Pyro supports the jit compiler in two ways. First you can use compiled functions inside Pyro models (but those functions cannot contain Pyro primitives). Second, you can use Pyro’s jit inference algorithms to compile entire inference steps; in static models this can reduce the Python overhead of Pyro models and speed up inference.

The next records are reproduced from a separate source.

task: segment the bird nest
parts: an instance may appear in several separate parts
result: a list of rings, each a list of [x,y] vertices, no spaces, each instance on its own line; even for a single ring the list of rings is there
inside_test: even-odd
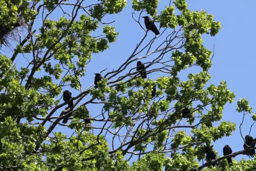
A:
[[[20,18],[17,20],[17,22],[12,25],[12,28],[8,28],[6,25],[0,26],[0,46],[4,45],[9,46],[11,44],[10,41],[19,40],[18,36],[20,31],[19,28],[25,25],[24,20]]]

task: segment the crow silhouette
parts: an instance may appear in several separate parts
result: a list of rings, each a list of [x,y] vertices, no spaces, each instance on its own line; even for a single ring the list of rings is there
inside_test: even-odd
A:
[[[147,74],[146,72],[145,66],[144,64],[140,61],[137,62],[137,71],[140,71],[140,75],[141,75],[141,78],[143,79],[147,78]]]
[[[215,160],[216,159],[216,154],[214,152],[212,149],[210,147],[206,146],[204,147],[204,150],[206,150],[206,158],[209,160]],[[218,165],[218,163],[213,164],[212,166]]]
[[[224,146],[223,148],[223,155],[224,156],[227,156],[229,155],[232,153],[232,150],[231,149],[231,148],[230,148],[229,146],[228,145],[226,145]],[[227,162],[229,163],[232,163],[232,157],[228,157],[227,158]]]

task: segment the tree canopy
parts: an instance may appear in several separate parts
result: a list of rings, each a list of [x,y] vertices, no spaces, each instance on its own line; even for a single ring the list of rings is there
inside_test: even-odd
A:
[[[88,66],[118,39],[105,19],[120,13],[126,0],[0,0],[1,48],[13,50],[0,55],[1,170],[256,169],[253,160],[226,159],[250,147],[206,161],[204,147],[214,152],[212,142],[236,129],[220,122],[234,93],[224,81],[206,85],[214,51],[202,36],[216,35],[220,22],[190,10],[185,0],[170,1],[161,11],[159,0],[131,3],[138,25],[132,31],[144,33],[127,42],[134,49],[121,65],[99,69],[96,81],[87,79]],[[57,20],[56,12],[63,15]],[[159,35],[147,30],[146,15]],[[144,68],[136,70],[138,61]],[[200,71],[182,81],[179,73],[189,68]],[[72,93],[64,101],[65,90]],[[237,112],[256,120],[247,99],[237,105]]]

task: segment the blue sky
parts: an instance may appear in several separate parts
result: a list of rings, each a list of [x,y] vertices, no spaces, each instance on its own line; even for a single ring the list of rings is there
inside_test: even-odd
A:
[[[242,4],[238,1],[187,1],[188,6],[190,10],[206,11],[208,13],[212,14],[216,21],[221,23],[222,28],[216,37],[211,37],[209,35],[203,36],[203,45],[207,48],[212,50],[214,44],[215,45],[213,65],[209,70],[212,77],[209,83],[217,85],[220,81],[226,81],[229,89],[234,92],[236,95],[235,101],[225,106],[222,121],[236,123],[237,130],[232,136],[224,138],[214,143],[215,149],[218,151],[220,156],[223,155],[223,148],[226,144],[231,147],[233,152],[243,149],[243,139],[239,131],[242,115],[236,112],[235,107],[238,98],[247,98],[252,107],[256,106],[254,91],[255,81],[254,77],[252,76],[256,62],[255,54],[252,52],[252,50],[255,48],[253,40],[256,39],[256,33],[254,32],[254,16],[256,16],[254,8],[256,2],[252,0],[246,2],[245,5],[245,3]],[[158,11],[164,9],[168,2],[169,1],[167,0],[160,1],[158,8]],[[131,1],[128,1],[126,7],[122,12],[117,15],[107,16],[104,20],[105,22],[114,20],[115,22],[112,24],[112,25],[116,27],[116,30],[119,32],[119,35],[116,41],[110,45],[109,49],[103,53],[93,55],[92,62],[88,66],[86,75],[82,80],[83,90],[93,83],[95,75],[93,73],[99,72],[107,68],[107,71],[103,73],[104,75],[107,72],[117,69],[131,55],[136,44],[144,36],[144,31],[132,18],[132,11]],[[137,13],[135,16],[138,17],[138,15]],[[58,10],[51,15],[50,18],[57,20],[61,16],[62,12]],[[41,20],[39,20],[36,23],[36,27],[39,27],[41,24]],[[144,24],[142,25],[144,26]],[[159,27],[158,24],[157,24],[157,25]],[[102,30],[101,29],[102,25],[96,34],[100,34]],[[149,32],[147,38],[150,40],[153,36],[152,32]],[[17,64],[18,66],[25,64],[25,61],[22,61],[21,56],[17,57],[17,59],[19,60],[19,63]],[[195,70],[193,69],[188,70],[187,72],[182,73],[180,76],[185,79],[186,73],[194,72]],[[155,79],[162,75],[160,73],[153,73],[149,75],[148,77]],[[71,91],[73,96],[76,96],[79,93],[79,91],[76,90],[72,90]],[[86,98],[82,102],[84,102],[88,99],[88,98]],[[89,105],[88,108],[92,116],[98,115],[101,110],[97,105],[91,104]],[[256,112],[256,109],[253,111]],[[59,113],[57,113],[55,115],[59,114]],[[246,116],[242,126],[244,136],[249,133],[252,123],[250,117]],[[256,126],[253,127],[253,129],[255,129],[255,126]],[[58,126],[55,131],[64,131],[67,134],[72,133],[62,126]],[[256,137],[255,132],[252,132],[251,134],[253,138]],[[236,159],[240,160],[243,158],[248,158],[245,156],[240,155],[236,157]]]

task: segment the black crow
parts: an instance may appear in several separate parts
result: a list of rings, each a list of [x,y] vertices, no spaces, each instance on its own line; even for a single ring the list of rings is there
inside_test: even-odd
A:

The rest of this tutorial focuses on Pyro’s jitted inference algorithms: JitTrace_ELBO, JitTraceGraph_ELBO, JitTraceEnum_ELBO, JitMeanField_ELBO, HMC(jit_compile=True), and NUTS(jit_compile=True).

## A simple model
Let’s start with a simple Gaussian model and an autoguide.

In [7]:
def model(data):
    loc = pyro.sample("loc", dist.Normal(0., 10.))
    scale = pyro.sample("scale", dist.LogNormal(0., 3.))
    with pyro.plate("data", data.size(0)):
        pyro.sample("obs", dist.Normal(loc, scale), obs=data)

guide = AutoDiagonalNormal(model)

data = dist.Normal(0.5, 2.).sample((100,))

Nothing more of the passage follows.